# Working with Instagram Threads from UCSF Industry Documents

This notebook extracts and processes Instagram messages from a Parquet file, using an Instagram chat conversation as an example. The process includes:

1. Load the Parquet file containing multiple document records.

2. Filter the dataset by a specific document type and ID (ffcn0321), referencing the UCSF Industry Documents Library.

3. Extract and structure the document's content into a table format with fields:
    
    - bates (unique document identifier)
    
    - date sent (document date sent)
    
    - time sent (timestamp, if available)
    
    - author (sender)
    
    - recipient (intended receiver(s))
    
    - message (document content or main text)

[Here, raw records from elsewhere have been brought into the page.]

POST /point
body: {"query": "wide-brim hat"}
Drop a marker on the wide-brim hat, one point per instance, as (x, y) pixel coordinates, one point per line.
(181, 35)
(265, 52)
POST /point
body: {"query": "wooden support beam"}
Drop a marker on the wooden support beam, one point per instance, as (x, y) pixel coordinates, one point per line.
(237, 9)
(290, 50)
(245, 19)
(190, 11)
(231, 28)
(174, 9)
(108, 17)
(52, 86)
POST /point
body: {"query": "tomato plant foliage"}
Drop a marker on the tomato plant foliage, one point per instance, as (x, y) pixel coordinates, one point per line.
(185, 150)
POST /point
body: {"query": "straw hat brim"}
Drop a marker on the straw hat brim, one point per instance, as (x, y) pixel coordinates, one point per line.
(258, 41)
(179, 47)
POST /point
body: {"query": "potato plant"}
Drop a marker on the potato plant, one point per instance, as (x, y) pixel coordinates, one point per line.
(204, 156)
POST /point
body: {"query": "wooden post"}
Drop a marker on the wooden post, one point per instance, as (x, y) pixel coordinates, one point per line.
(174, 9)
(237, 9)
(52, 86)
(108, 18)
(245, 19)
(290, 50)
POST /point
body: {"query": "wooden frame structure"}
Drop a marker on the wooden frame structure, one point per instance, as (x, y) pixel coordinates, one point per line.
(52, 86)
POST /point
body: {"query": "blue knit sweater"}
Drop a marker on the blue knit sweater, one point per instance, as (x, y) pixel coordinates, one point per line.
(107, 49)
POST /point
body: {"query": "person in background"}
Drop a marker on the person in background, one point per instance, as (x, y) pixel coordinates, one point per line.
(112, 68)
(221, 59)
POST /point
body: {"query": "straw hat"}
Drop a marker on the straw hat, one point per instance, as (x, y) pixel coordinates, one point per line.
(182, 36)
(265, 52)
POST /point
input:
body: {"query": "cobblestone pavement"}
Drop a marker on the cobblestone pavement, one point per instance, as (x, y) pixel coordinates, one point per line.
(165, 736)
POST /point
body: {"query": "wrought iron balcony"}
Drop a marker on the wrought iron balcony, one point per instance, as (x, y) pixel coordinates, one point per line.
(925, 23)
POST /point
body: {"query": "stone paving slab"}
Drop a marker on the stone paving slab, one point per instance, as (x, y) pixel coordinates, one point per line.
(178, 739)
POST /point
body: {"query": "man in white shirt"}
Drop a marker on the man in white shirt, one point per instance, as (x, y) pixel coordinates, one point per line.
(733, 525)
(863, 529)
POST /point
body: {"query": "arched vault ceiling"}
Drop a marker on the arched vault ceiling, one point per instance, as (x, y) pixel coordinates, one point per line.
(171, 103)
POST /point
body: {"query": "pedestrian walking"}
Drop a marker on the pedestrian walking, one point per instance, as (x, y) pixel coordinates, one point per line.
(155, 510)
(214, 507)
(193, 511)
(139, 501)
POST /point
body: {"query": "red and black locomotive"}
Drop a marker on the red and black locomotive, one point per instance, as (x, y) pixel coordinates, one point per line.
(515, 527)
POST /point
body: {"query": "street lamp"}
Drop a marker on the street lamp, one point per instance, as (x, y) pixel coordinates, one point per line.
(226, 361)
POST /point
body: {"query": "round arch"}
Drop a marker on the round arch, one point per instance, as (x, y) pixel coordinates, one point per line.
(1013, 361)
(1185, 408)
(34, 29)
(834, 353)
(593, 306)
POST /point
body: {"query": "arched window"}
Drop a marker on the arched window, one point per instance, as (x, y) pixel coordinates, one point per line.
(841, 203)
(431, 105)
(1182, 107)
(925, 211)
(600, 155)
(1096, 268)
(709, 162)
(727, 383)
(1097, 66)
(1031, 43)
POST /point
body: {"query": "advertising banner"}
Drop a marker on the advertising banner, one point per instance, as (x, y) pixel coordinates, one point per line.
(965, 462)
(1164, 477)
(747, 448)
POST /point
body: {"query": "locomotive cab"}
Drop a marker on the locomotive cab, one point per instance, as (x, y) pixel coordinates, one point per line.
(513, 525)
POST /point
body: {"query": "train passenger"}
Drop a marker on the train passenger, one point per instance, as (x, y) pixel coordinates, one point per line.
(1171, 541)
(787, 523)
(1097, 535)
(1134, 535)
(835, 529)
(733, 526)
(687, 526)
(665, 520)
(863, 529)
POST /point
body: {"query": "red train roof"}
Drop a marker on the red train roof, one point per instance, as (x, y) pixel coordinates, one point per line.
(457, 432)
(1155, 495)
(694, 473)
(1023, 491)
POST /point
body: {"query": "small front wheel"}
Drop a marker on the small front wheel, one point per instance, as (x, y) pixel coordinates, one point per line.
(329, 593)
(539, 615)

4. Print the extracted Instagram thread as a Polars DataFrame for structured representation.

Import Necessary Libraries. We utilized Polars for efficient data handling and displays the extracted content in a structured table format.

In [184]:
import polars as pl
import re

Load documents parquet file and display sample data.

Here, we load the Parquet file `juul_nc_documents.parquet` into a Polars DataFrame. The code will display a preview of the dataset (first few rows) to inspect its structure. This is useful for verifying available columns before filtering or processing.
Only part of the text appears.